# Noise in House



## xjclassic (May 15, 2008)

We where in bed and I had been asleep for about an hour. Woke up and was trying to get back to sleep around 12:25. Then a noise came from the kitchen area. It woke my wife up and scared her. I laid there for a few seconds trying to see if I could hear anything else. I grabbed my flashlight from the night stand along with the gun of course. Swept the whole house and nothing. Not even anything out of place. Cannot figure out what made the noise. Needless to say my wife is back to sleep and I am up surfing the net. Not going to be able to fall back to sleep for a while. 

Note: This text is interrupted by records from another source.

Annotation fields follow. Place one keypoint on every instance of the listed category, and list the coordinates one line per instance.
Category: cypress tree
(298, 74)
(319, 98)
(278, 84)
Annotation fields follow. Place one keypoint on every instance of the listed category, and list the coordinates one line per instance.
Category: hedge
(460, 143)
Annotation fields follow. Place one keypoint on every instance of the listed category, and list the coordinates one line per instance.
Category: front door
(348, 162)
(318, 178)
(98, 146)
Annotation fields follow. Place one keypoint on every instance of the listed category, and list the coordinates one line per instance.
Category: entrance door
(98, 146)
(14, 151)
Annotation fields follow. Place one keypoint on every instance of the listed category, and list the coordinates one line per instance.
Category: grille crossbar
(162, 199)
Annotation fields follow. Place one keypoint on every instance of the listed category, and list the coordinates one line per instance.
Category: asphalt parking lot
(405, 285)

I did come to one conclusion, I need to get the night sights very soon.


----------



## unpecador (May 9, 2008)

What kind of noise was it?


----------



## xjclassic (May 15, 2008)

To be honest it sounded like a few empty Coke cans getting knocked over. Like I said nothing was out of place or turned over. It may have been outside but it sure sounded like it was inside. I looked out side from several windows and saw nothing and I do not intend to go out and check for a little while longer. Still need to put some clothes on.


----------



## unpecador (May 9, 2008)

That's a very distinctive and unusual noise unless you have empty Coke cans piled up somewhere. However, noises can be deceiving when waking up from a sleep nevertheless you should not go outside, you are safer in your home.


----------



## xjclassic (May 15, 2008)

You are right, it was a very distinct noise. That is why it startled me as much as it did. I doubt anybody is outside but I can't be sure. The neighborhood is very well lit and the interior house lights have been on for close to an hour. I don't plan on going outside.


----------



## banjar (Dec 11, 2008)

This time of the year and if you live outside of town field mice will get inside and make all sorts of noises. Go to tractor supply and get those little greene cubes of bait and put some under the house if you think it might br mice.


----------



## 48dodge (Nov 1, 2008)

Ice maker maybe? I know ours sounds extremely loud at night when it's really quiet.


----------



## xjclassic (May 15, 2008)

Well it was not the ice maker that thing makes no noise at all cause we keep it turned off. If it was a mouse I have no idea what it knocked over. Like I said I think it was outside and in my drowsy state it sounded like it was in the house. 

This reminds me of a different story though. Some years ago in a different house my wife wakes me up and says someone was in the house. I told her no way then I hear somebody pressing buttons on the microwave. I think to myself that is one ballsy thief. At the time I did not own a gun and glad I didn't after finding out who it was. The only thing I had was my Titleist driver in the room. Went out and found it was my father warming up his donuts at 5:00 a.m. HE said he could not sleep and went for a ride and thought I would be up so he stopped by. He had no explanation why he just let himself in.


----------



## gnet158 (Feb 5, 2009)

Unless you live in a bad neighborhood or alot of break ins have been happening I don't think I would have grabbed my gun right off the bat especailly since you only heard the noise once. 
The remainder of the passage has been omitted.